5. The first step is to make sure you have the ntp program installed.
Type which ntpdate and press enter
6.  If its not available type:
Type yum install ntp and press enter

ntpd

To keep your server clock automatically synchronized you can run the ntpd daemon which is installed as part of the ntp package. Edit the /etc/ntp.conf file to comment out the following lines:
#server 127.127.1.0     # local clock
#fudge  127.127.1.0 stratum 10

 7. Finally type the following two commands to start the daemon and make it run automatically at boot up:

Type service ntpd start and press enter
Type chkconfig ntpd on and press enter

Setting the system clock

To set the system clock under Linux, use the date command. As an example, to set the current time and date to July 31, 11:16pm, type ``date 07312316'' (note that the time is given in 24 hour notation). If you wanted to change the year as well, you could type ``date 073123161998''. To set the seconds as well, type ``date 07312316.30'' or ``date 073123161998.30''. To see what Linux thinks the current local time is, run date with no arguments.

Setting the hardware clock

First Method:
To set the hardware clock, my favourite way is to set the system clock first, and then set the hardware clock to the current system clock by typing ``/sbin/hwclock --systohc'' (or ``/sbin/hwclock --systohc --utc'' if you are keeping the hardware clock in UTC).

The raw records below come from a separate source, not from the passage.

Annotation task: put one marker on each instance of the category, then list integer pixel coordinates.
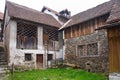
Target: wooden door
(39, 61)
(114, 49)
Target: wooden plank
(114, 51)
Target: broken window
(88, 49)
(92, 49)
(28, 57)
(26, 36)
(81, 50)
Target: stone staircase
(3, 67)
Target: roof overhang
(109, 25)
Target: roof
(91, 13)
(115, 12)
(1, 16)
(44, 8)
(22, 12)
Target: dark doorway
(39, 61)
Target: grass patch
(57, 74)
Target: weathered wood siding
(86, 27)
(114, 49)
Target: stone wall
(96, 63)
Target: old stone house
(62, 16)
(113, 33)
(30, 36)
(84, 45)
(2, 51)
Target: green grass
(57, 74)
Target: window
(28, 57)
(88, 50)
(81, 50)
(26, 36)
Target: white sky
(75, 6)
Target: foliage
(57, 74)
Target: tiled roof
(91, 13)
(115, 12)
(22, 12)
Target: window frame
(86, 50)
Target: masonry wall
(97, 63)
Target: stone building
(30, 36)
(84, 45)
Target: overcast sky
(75, 6)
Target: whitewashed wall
(17, 56)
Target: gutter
(109, 26)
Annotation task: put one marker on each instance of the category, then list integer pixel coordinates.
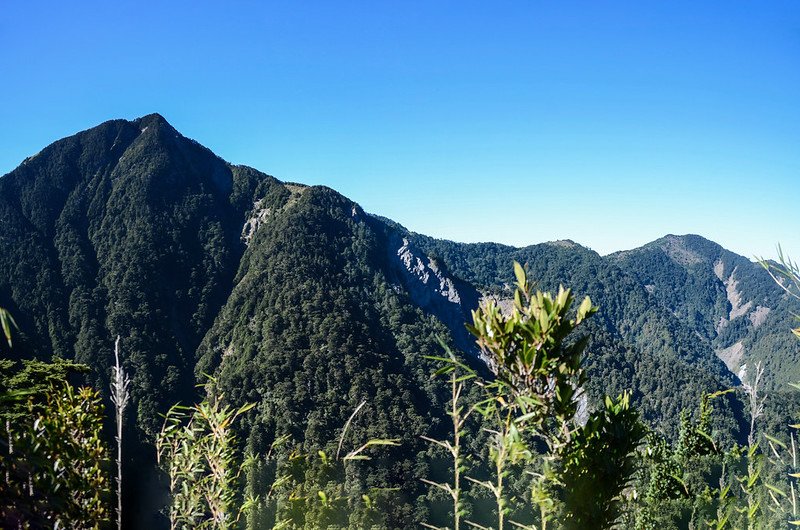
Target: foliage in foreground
(575, 470)
(54, 463)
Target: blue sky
(609, 123)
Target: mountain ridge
(295, 299)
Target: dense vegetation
(297, 301)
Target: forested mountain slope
(297, 300)
(731, 303)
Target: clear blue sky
(609, 123)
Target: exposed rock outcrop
(434, 290)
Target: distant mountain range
(298, 300)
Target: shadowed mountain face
(297, 300)
(730, 302)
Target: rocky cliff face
(434, 290)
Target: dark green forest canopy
(299, 301)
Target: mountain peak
(153, 120)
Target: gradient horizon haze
(611, 124)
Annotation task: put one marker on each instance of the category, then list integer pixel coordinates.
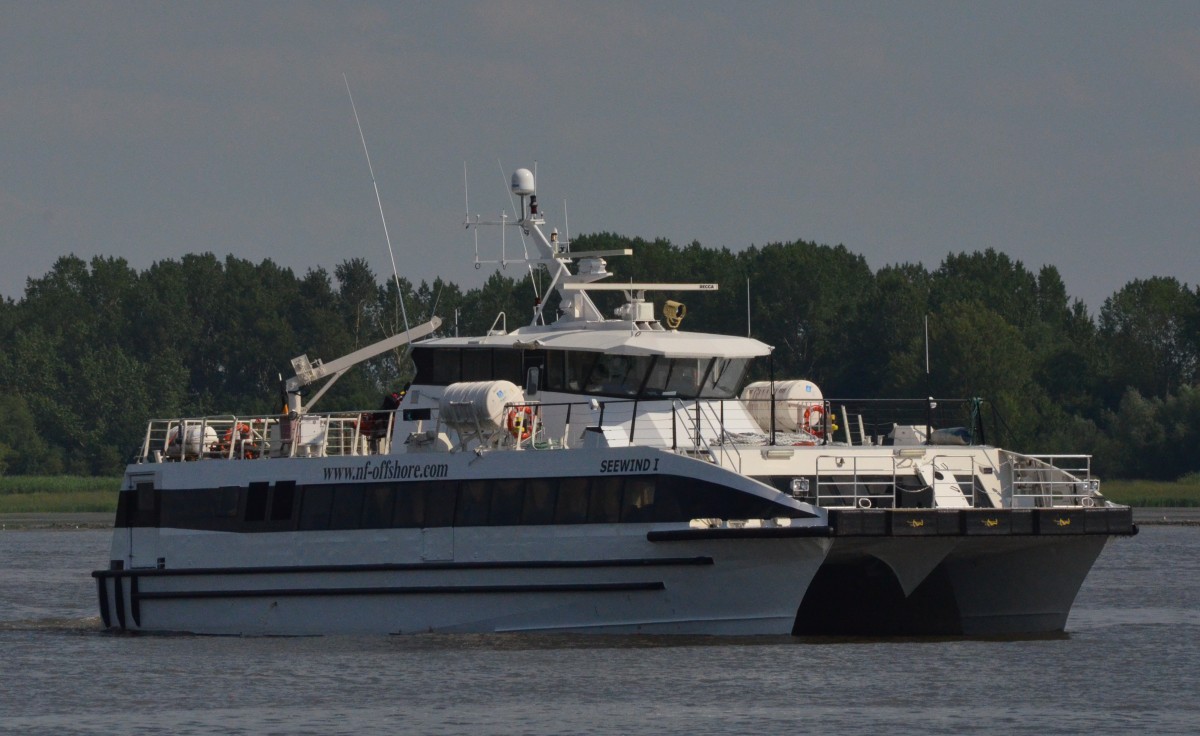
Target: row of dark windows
(585, 371)
(442, 503)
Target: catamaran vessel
(589, 473)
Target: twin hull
(814, 573)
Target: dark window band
(286, 507)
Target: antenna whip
(395, 273)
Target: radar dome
(523, 183)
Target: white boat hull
(604, 579)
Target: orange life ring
(814, 419)
(228, 437)
(521, 423)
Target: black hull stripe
(438, 590)
(535, 564)
(777, 532)
(102, 588)
(119, 593)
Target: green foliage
(95, 348)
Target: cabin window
(725, 377)
(539, 501)
(439, 503)
(685, 376)
(571, 506)
(508, 365)
(283, 501)
(347, 509)
(447, 366)
(604, 507)
(577, 368)
(618, 375)
(507, 498)
(474, 503)
(315, 507)
(477, 364)
(377, 507)
(556, 370)
(637, 503)
(256, 502)
(409, 506)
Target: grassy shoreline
(76, 494)
(58, 494)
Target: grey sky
(1056, 132)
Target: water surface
(1129, 662)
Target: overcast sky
(1057, 132)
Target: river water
(1129, 662)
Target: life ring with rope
(814, 419)
(243, 434)
(521, 423)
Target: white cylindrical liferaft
(792, 399)
(479, 405)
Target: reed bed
(58, 494)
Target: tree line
(95, 348)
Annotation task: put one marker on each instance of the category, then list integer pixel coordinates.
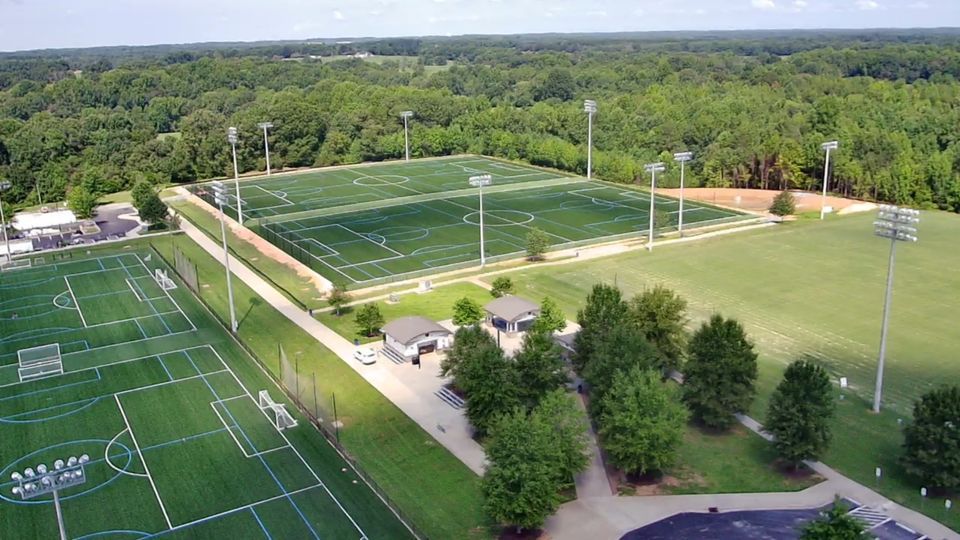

To see what the hardware clock is currently set to, run hwclock with no arguments. If the hardware clock is in UTC and you want to see the local equivalent, type ``/sbin/hwclock --utc''

Second Method:
Set the hardware clock to local time
hwclock --set --date="2012-04-19 16:45:05" --localtime
Set the hardware clock to UTC
hwclock --set --date="2011-04-19 20:45:05"  --utc

Setting the date

date +%Y%m%d -s "20120418''

Setting the Time

date +%T -s "11:14:00"

Setting the Date & Time

date -s "19 APR 2012 11:14:00"

Summary

  • /etc/sysconfig/clock sets whether the hardware clock is stored as UTC or local time.
  • Symlink /etc/localtime to /usr/share/zoneinfo/... to set your timezone.
  • Run ``date MMDDhhmm'' to set the current system date/time.
  • Type ``/sbin/hwclock --systohc [--utc]'' to set the hardware clock.